No i nic z mojego zastrzyku i wyzyty bo moja ginka chora i nie bedzie jej do konca tygodnia takze moje dylematy okazaly sie zbedne. Zapisalam sie dopiero za miesiac.
 
mi w dwupaku baaardzo dobrze :-D gdyby nie to ze schylac sie nie moge bo kulosy młodego mi w zebra właża, że dostaje po zebrach i po zoladku, ze zgaga meczy, ze rękoma świdruje mi w dnie macicy tak ze czasem kota dostaje no i ze uciska na pecherz... generalnie pasowaloby mi bycie slonicą i chodzic jeszcze trochę w ciazy :-D ale niestety...gatunku tak szybko nie zmienie :-D

w tym tyg. zaczynam pranie i prasowanie ubranek.. ufff... zaczyna sie ....

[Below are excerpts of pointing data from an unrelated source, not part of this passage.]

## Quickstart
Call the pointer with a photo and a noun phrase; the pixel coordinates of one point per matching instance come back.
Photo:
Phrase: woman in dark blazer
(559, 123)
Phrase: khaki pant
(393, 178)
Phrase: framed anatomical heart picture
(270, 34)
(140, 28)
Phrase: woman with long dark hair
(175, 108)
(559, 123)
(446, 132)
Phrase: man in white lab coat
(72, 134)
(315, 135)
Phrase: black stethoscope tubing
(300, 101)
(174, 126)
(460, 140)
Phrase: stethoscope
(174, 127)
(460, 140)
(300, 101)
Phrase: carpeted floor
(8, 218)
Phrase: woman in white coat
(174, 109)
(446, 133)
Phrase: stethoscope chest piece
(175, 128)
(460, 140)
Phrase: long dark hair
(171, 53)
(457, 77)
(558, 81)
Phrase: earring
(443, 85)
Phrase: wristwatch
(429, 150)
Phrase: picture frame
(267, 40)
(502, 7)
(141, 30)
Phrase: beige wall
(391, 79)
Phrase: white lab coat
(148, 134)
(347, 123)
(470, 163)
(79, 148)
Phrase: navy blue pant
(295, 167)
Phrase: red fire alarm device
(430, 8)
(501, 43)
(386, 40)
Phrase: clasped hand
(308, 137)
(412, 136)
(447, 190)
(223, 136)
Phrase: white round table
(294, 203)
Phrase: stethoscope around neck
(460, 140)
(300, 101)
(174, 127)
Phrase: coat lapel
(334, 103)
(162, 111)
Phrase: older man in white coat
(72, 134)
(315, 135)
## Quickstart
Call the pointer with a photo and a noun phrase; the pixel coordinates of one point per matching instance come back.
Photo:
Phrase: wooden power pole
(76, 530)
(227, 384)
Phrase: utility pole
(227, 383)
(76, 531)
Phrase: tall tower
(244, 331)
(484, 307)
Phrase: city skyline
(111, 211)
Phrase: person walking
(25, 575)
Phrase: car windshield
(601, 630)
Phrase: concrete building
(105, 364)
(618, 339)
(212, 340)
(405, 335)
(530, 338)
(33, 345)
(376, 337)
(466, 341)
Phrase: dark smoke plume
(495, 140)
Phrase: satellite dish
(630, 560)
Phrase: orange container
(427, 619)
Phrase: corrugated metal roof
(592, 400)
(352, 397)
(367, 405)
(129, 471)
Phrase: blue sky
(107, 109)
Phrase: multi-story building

przy okazji witam nowe forumowiczki :-D
ja miałam cc w 2006 roku przy wadze 105 kg. miałam całościową narkoze bo tak sobie wybrałam. a ogarnełam sie dość szybko w sumie dzieki pielegniarce na oddziale, ktora ryknęła na mnie ze ona nie jest od przewijania dzieci na kazde zawolanie. wiec jak tylko wyjeli mi cewnik, czyli chyba dobę po cc wstawalam do dziecka juz sama. w domu też sama cały czas doskonale sobie radzilam. i kapałam i przebieralam i nosilam. w sumie nie mialam za duzego klocka do dźwigania bo tylko 2,5 kg. a rana zagoiła mi sie juz jakos po 2 tygodniach.
w lutym 2012 miałam robione łyzeczkowanie. Rano zgłosiłam sie na oddzial, po południu miałam zabieg a kolejnego dnia rano wrociłam do domu.
jutro jade na badania-krew/mocz. za tydzien znowu wizyta u lekarza. pewnie tym razem juz nie obedzie się bez zagladania w podwozie... a tak bylo przyjemnie przez tyle wizyt :-D

łaaaaa.... bierze mnie popołudniowa drzemka ..... :-D ale nie ma tak łatwo.. fabian chory w domu siedzi drugi tydzień... szajby dostaje a ja razem z nim.

miłego dnia wam zycze
 
reklama
marcia30 a nie dało się szybciej jak dopiero za miesiąc umówić?

dzewelajna Ty już na finiszu prawie a ja jestem na etapie czytania jak połowkowe miałaś robione:p

a u mnie po wizycie u endo. Pani doktor bardzo zadowolona z wyników, więc dawki leków nie zmieniała :) aż byłam zaskoczona że wyniki aż takie dobre. TSH 0,35, a dotej pory to mniej jak 3,5 to ciężko było uzyskać. I kolejna wizyta u niej za miesiąc.